In the short term, gold's outlook is mixed as there is "great uncertainty this summer", with chances of a more aggressive Federal Reserve on one side and recession risks on the other, said Edward Moya, senior analyst with OANDA.
"However, gold still does look attractive in the long term due to recession risks for the end of next year," Moya added.
Capping gold's advance was a rise in U.S. 10-Year Treasury yields.
Gold is considered a hedge against inflation spikes and economic risks, but higher interest rates raise the opportunity cost of holding the non-yielding asset.
Investors are watching for any signs of future policy moves as central bank heads, including ECB President Christine Lagarde and Fed Chair Jerome Powell, attend the annual forum in Sintra.

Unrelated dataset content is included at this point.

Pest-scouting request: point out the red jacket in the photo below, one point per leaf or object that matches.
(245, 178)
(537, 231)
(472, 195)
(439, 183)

Meanwhile, analysts said a plan by Britain, the United States, Japan and Canada to ban imports of Russian gold to tighten sanctions on Moscow may only have a limited fundamental impact.
"Not much gold is being exported to the G-7 nations, primarily because of the lack of flights from Russia since the war started. The impact on the gold price has thus far been negligible," Stephen Innes, managing partner at SPI Asset Management, wrote in a note.
Russia, the world's third-largest gold producer, accounts for about 10% of global production.
Spot silver was unchanged at $21.11 per ounce, platinum traded 0.04% lower at $907.17 and palladium inched 0.33% lower to $1,870.14.